Chuck and paddlers confer before the next run.

These kayakers are a cooperative sort. After shooting several of the rapids, they would calmly pull their boats up to the rock where Chuck was perched. They conducted impromptu conferences with Chuck on new approaches. Then, it was off to the races again.

They portaged their boats back upstream for repeat performances. They kept shooting the rapids, we kept firing. As the good ole boys say in the south, ” … it don’t git no better than this.”

Kayakers portage their boats for another run. Yippee!

Kayakers portage their boats for another run. Yippee!

Later, a couple of rafts came around the bend. After no small amount of reconnaissance and consideration, they shot the rapids and made their merry way down the river, sopping wet and grinning like a jackass eating saw briers. The Cossatot generates adrenalin and the rafters were apparently pumping a healthy dose just like the kayakers.

Rafters shoot the white water.

Rafters shoot the white water.

Tired, but happy, we decided we had what we came for and it was time to make our way back over the rocks to our waiting vehicles. There was a problem looming. To get from the parking area to the prime shooting area, you have to negotiate some large, craggy rocks.

Happy rafters headed downriver.

Happy rafters headed downriver.

This is by design. Unlike many state parks, where access to the sights is made easy by constructed paths and foot bridges, the Cossatot has been left in its natural condition. While I approve of this, it makes for an arduous and perhaps a bit dangerous passage to get where you need to be.

To get to the last shooting setup, it was necessary to descend a rock nearly my height, just under 6-6.” It’s not a problem to get down the rock. You merely scoot down it on your backside. Getting back up the rock was another story. I made a step with my hands to give Chuck a boost. With that small bit of help, popped up the rock like mountain goat. Not so for me.

Yours truly, wet and happy.

Yours truly, wet and happy.

After several furtive, grunting attempts, I knew it wasn’t going to happen for moi. On to plan B. I handed all of my gear and pocket contents to Chuck and proceeded to wade around the rock. About midway through the wade, I was up to my chest in Cossatot. At the conclusion, Chuck shot me, still ankle deep in the water, wet and glad to be where I was — in one piece.

We plodded on for what seemed to be an eternity, occasionally pausing to take a swallow or two of bottle water. Seems crazy to drink bottled water when 1,000 cubic feet per second of clean, pure mountain water is coursing past you just a few feet away. But in this case, discretion is the better part of valor. To access the river for a drink would probably result in an unceremonious dunk.

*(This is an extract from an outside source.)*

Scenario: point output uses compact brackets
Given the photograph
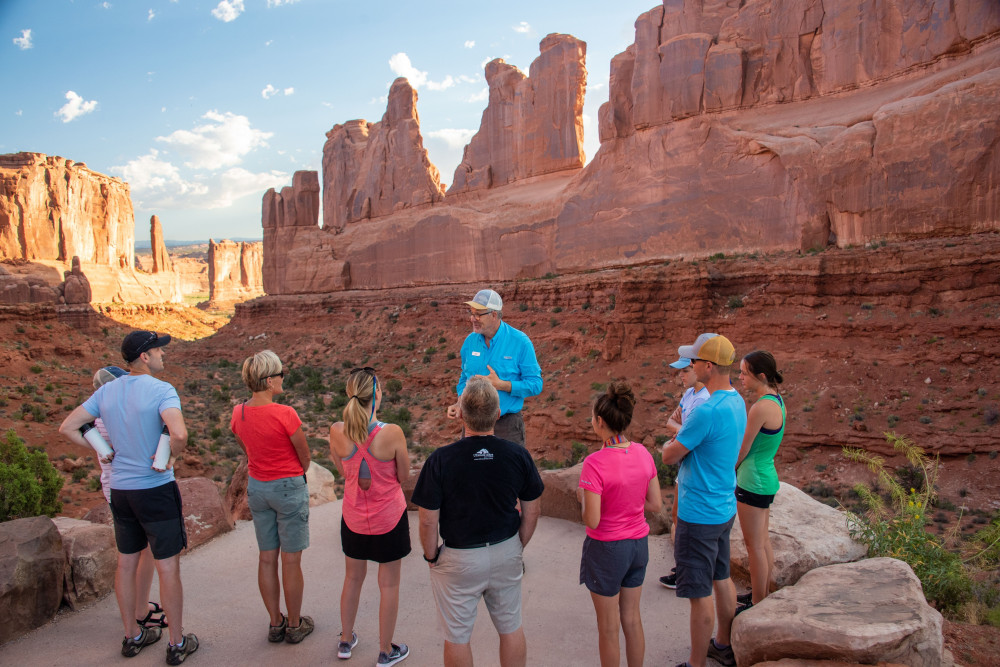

Chuck Haralson, world-class photographer.

Chuck Haralson, world-class photographer.

Close to the parking lot, we stopped and talked over what we had done. Negotiated some difficult territory and watched and shot world class kaykers shooting rapids on one of the best class V stretches of water in the nation. Not just everyone gets to do that. We were grateful.

Not a bad way to spend a day.

Thanks,

Joe Dempsey

The Cossatot rocks! Figuratively and actively.

The Cossatot rocks! Figuratively and actively.